A couple weeks ago -- after seeing a photo of the cast of Mad Men in contemporary clothing at the Emmys -- I twittered that "I'm not convinced that the cast of Mad Men should be allowed out in public out of their period clothing." Yeah, that was a joke, but there was definitely some truth behind the statement.
To me, the authenticity of Mad Men comes from its slow pace and the inaction, rather than action, of the characters. And even though viewers are watching the story unfold without any sort of omniscient narrator or voice from 2008 as a guide, there's always some sort of entity hovering over the series saying "these people really truly existed, but that was in the past and everything you are now watching is gone."
At least that is what I experience when watching the show -- kind of like the big emotional payoff in "The Carousel."
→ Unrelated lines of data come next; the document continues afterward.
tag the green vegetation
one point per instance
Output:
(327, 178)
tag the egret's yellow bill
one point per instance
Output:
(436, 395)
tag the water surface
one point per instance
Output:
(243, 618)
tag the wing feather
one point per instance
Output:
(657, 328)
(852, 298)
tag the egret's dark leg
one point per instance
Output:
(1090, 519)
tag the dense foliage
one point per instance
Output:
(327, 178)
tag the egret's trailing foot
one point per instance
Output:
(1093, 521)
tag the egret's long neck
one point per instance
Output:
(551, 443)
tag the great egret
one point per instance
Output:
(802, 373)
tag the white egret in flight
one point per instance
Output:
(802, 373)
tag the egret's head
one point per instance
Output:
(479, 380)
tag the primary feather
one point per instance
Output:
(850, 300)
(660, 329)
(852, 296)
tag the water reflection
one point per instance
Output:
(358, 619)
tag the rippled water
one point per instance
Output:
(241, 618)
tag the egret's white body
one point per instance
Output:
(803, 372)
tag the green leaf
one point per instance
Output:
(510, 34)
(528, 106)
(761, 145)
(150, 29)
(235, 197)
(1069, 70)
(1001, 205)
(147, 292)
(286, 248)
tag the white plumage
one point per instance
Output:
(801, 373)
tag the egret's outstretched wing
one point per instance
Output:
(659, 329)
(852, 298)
It may be a bit surprising that, to me, the two characters who seem closest to flesh and blood have actually the fewest lines and development in the show -- Sally and Bobby Draper. It's hard for me to watch the show and not think "these kids are in their 50s now." Or, "I wonder how they would remember this particular event in their life." Like the scene when Don Draper brings home the dog after bailing on his family during Sally's birthday party. I couldn't help but think that a 50-something Sally Draper now thinks back of that memory with much fondness -- completely oblivious to what was reality. Or Bobby, now Robert Draper, recalling his father's work ethic and the weeks he traveled the world for business.
And that's the thing that fascinates me so much about the show. Everyone hears stories from relatives about their pasts, yet there are so many details missing from these stories that will remain unknown. The cast of Mad Men do their part to fill in those gaps of a larger, universal story.